Selama sebulan terakhir, pasca pementasan di Jakarta, mereka berlatih dengan serius dan sungguh-sungguh di Rumah Maiyah Kadipiro, dengan beberapa improvisasi dan adaptasi yang baru tentunya. Maka, tanpa mengurangi naskah skenario dari alur cerita yang sudah disusun, pementasan WaliRaja RajaWali malam ini di Tugu Pahlawan akan menjadi pementasan yang berbeda dengan yang dipentasakan di Jakarta.

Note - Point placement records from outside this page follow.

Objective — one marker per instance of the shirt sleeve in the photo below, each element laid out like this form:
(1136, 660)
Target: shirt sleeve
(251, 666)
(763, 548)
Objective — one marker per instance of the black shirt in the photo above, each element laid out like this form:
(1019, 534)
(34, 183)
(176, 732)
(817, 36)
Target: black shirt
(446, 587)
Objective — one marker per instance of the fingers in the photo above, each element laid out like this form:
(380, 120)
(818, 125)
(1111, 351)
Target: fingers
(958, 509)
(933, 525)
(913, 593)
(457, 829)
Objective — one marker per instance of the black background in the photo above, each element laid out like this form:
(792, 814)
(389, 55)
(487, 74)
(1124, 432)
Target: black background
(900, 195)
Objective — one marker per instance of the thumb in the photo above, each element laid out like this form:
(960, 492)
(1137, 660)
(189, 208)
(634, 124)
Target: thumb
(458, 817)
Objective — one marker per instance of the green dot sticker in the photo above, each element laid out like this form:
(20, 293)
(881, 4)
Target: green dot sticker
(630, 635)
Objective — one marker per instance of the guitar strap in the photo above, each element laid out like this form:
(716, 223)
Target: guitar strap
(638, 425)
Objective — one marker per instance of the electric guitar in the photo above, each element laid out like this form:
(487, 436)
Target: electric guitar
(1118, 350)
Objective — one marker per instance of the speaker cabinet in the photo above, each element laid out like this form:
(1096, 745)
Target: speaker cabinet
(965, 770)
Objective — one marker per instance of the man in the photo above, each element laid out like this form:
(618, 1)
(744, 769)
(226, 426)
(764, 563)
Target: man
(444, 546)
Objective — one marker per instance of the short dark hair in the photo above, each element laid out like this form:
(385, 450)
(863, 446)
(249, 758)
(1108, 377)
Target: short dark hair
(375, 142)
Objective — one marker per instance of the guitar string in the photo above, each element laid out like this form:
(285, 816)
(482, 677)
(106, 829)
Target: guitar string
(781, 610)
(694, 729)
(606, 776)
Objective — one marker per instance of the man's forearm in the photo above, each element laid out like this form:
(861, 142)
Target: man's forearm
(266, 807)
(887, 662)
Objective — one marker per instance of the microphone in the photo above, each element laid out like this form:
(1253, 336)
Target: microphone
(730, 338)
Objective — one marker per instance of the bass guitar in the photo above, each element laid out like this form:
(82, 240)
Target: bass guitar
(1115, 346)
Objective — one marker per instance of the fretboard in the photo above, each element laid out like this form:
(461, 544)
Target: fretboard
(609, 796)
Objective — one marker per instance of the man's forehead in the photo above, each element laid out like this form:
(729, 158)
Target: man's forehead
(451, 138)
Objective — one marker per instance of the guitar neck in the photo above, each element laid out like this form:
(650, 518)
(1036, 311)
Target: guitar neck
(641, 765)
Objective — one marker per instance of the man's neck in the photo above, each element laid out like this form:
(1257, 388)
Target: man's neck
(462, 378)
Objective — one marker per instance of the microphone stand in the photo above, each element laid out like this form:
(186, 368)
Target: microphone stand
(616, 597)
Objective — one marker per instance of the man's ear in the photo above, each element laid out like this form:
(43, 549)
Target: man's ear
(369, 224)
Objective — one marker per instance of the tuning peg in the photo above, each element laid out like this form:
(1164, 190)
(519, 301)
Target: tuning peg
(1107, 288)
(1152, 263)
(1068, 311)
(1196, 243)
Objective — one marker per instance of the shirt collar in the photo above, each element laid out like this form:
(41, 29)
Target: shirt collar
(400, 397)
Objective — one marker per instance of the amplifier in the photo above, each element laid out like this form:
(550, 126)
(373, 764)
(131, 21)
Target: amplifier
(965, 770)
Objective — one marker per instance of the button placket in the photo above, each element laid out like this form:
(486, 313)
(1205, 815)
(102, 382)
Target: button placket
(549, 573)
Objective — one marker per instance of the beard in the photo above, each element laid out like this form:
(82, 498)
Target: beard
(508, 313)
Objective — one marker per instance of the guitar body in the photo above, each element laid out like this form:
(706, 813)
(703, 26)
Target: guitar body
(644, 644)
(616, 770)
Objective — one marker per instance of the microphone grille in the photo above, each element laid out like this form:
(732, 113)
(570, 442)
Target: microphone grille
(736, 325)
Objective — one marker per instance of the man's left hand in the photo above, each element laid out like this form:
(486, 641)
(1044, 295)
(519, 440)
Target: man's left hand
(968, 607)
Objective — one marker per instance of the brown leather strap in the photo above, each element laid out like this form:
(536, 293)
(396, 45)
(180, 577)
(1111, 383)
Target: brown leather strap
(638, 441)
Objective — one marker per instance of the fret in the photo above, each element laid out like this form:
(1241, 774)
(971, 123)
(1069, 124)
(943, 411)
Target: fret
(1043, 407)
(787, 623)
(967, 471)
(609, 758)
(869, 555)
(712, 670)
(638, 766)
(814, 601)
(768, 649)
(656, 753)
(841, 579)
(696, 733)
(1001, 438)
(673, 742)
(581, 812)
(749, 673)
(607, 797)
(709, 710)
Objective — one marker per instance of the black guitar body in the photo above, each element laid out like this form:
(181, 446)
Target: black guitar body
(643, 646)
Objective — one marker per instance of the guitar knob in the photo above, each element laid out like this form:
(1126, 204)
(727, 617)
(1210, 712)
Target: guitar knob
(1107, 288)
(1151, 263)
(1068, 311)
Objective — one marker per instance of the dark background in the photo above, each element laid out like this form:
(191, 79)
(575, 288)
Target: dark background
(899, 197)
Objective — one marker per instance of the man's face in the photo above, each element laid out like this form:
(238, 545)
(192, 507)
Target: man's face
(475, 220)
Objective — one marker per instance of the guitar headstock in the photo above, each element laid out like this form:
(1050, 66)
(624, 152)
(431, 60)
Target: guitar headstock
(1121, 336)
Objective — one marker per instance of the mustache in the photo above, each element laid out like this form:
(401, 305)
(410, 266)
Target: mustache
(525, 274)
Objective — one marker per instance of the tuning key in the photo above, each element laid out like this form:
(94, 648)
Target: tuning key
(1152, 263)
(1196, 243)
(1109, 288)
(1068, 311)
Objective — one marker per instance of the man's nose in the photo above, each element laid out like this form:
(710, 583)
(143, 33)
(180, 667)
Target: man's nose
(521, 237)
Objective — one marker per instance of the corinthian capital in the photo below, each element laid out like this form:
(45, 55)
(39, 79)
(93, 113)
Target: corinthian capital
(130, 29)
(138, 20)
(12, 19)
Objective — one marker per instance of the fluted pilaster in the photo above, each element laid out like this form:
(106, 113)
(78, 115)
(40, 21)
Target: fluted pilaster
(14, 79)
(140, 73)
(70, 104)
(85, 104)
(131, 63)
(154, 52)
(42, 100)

Pemetasan teater di Tugu Pahlawan malam nanti adalah pembuktian solidnya penggiat Bangbang Wetan dalam berkomunitas. Mereka adalah orang-orang yang memilih mengikatkan dirinya kepada Bangbang Wetan. Dengan segala dinamikanya, dengan segala pengorbanannya. Eksistensi Bangbang Wetan sebagai sebuah komunitas tidak bisa dilepaskan dari solidnya para penggiat Bangbang Wetan itu sendiri.
Akhirnya, selamat bergembira teman-teman Jamaah Maiyah Bangbang Wetan di Tugu Pahlawan malam nanti. Selamat ulang tahun Bangbang Wetan ke-16. Teruslah bersinar, tetaplah nyemburat dari timur!